The latter group will understand that the cost of using coercion and central planning outweighs the cost of letting people be free to create wealth.
Nobody escapes the incentives that Bitcoin creates.
Bitcoin's incentive structure is the opposite of the one that national currencies create.
The reason is that the national currencies are based on a system with constant creation of new money.
And the new money is created out of nothingness.
This creates a negative-sum game, where someone has to lose their wealth in order to let others increase their wealth.
In the game created by national currencies the dominant strategy is to accumulate as high a share of the newly created money as possible, while at the same time promoting a relatively rapid inflation of the money supply.

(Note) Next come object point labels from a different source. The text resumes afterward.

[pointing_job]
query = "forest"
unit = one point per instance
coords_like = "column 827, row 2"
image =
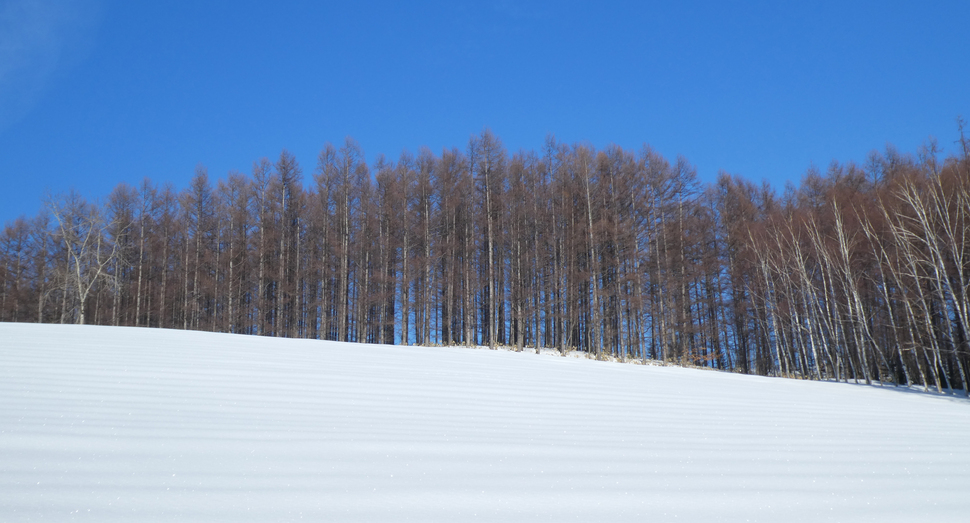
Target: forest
column 861, row 272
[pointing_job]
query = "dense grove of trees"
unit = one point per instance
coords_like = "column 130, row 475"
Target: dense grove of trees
column 861, row 272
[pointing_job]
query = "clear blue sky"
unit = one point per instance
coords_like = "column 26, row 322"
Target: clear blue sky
column 93, row 93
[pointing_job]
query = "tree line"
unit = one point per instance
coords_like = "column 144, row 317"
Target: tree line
column 862, row 272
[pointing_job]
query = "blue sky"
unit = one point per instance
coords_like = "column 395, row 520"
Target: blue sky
column 93, row 93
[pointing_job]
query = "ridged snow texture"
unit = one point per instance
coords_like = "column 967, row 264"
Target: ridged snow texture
column 126, row 424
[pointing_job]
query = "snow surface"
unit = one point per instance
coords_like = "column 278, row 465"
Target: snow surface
column 128, row 424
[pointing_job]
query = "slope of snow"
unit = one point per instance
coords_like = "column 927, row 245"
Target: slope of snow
column 126, row 424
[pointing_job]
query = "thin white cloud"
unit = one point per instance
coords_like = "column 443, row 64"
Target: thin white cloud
column 38, row 38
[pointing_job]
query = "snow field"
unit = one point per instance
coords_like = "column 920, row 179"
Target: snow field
column 126, row 424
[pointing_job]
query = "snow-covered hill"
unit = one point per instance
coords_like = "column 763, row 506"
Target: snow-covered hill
column 126, row 424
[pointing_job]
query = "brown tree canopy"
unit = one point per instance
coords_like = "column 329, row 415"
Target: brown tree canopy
column 859, row 273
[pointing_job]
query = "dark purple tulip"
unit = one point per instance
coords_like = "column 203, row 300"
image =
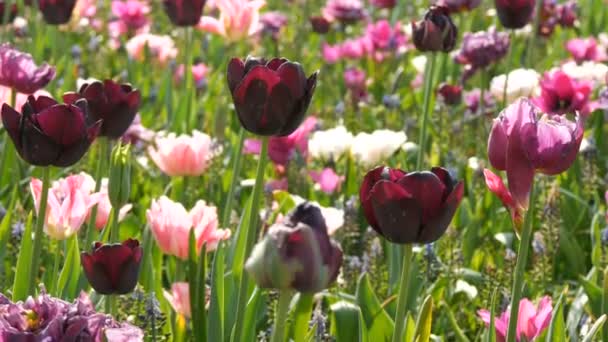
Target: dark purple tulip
column 47, row 133
column 113, row 268
column 414, row 207
column 296, row 254
column 270, row 98
column 56, row 12
column 514, row 14
column 450, row 94
column 436, row 32
column 19, row 71
column 319, row 24
column 184, row 12
column 115, row 104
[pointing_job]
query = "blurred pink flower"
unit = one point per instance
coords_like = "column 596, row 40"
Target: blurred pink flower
column 531, row 321
column 327, row 180
column 561, row 94
column 68, row 205
column 171, row 225
column 161, row 47
column 238, row 19
column 281, row 149
column 585, row 49
column 183, row 155
column 179, row 298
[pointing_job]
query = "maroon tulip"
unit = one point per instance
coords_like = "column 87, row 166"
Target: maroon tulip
column 115, row 104
column 56, row 12
column 113, row 268
column 450, row 94
column 184, row 12
column 296, row 254
column 47, row 133
column 270, row 98
column 414, row 207
column 436, row 32
column 19, row 71
column 524, row 140
column 514, row 14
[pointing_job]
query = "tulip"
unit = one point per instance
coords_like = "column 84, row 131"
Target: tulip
column 436, row 32
column 184, row 12
column 183, row 155
column 238, row 19
column 19, row 71
column 171, row 224
column 47, row 133
column 560, row 94
column 179, row 298
column 531, row 321
column 296, row 254
column 523, row 140
column 270, row 98
column 113, row 268
column 414, row 207
column 115, row 104
column 68, row 205
column 56, row 12
column 514, row 14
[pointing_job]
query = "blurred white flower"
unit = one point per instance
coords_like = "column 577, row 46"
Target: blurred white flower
column 587, row 71
column 372, row 149
column 522, row 83
column 330, row 144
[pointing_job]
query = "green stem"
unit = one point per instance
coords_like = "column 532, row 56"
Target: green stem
column 403, row 294
column 428, row 88
column 236, row 170
column 520, row 266
column 46, row 171
column 250, row 233
column 280, row 316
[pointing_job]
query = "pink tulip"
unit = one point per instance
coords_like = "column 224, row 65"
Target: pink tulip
column 171, row 225
column 179, row 298
column 161, row 47
column 523, row 140
column 238, row 19
column 281, row 149
column 561, row 94
column 68, row 205
column 585, row 49
column 184, row 155
column 531, row 321
column 327, row 180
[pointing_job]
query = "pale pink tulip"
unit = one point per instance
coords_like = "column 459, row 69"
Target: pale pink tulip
column 238, row 19
column 161, row 47
column 531, row 321
column 68, row 205
column 171, row 225
column 184, row 155
column 179, row 298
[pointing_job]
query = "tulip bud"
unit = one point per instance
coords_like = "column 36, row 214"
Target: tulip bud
column 436, row 32
column 119, row 186
column 296, row 254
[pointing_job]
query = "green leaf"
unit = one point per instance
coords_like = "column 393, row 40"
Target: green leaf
column 68, row 278
column 216, row 303
column 378, row 322
column 24, row 263
column 594, row 329
column 424, row 321
column 557, row 328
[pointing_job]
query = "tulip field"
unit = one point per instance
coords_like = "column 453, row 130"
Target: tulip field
column 303, row 170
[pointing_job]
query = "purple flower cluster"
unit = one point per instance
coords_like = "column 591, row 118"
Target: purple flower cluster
column 45, row 318
column 379, row 41
column 481, row 49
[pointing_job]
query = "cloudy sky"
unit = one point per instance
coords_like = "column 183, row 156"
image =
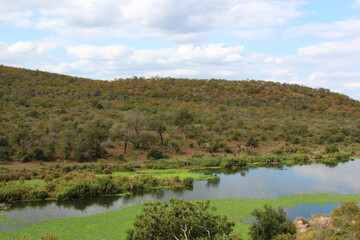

The faster the money creation is, the more wealth the newly created money extracts from the work and savings of others.
A typical expansion rate is 7% per year.
Such a rate is probably at the top end of what's possible without causing revolts and political turmoil.
The wealth ends up with those who accumulate the newly created money.
It works exactly in the same way as counterfeiting does.
When people aren't allowed to keep the fruits of their labor due to the system's wealth extraction, they won't be willing to do so much work.
This means that the total wealth production goes down.
The incentive structure created by national currencies, where someone grows their wealth faster, the faster the creation of new money is, also implies that the wealth rapidly becomes concentrated in the hands of fewer and fewer people.
In conclusion:
Bitcoin creates a positive-sum game, in which wealth increases and becomes widely distributed.
This is the opposite of the negative-sum game of national currencies, in which wealth decreases and becomes concentrated in the hands of few people.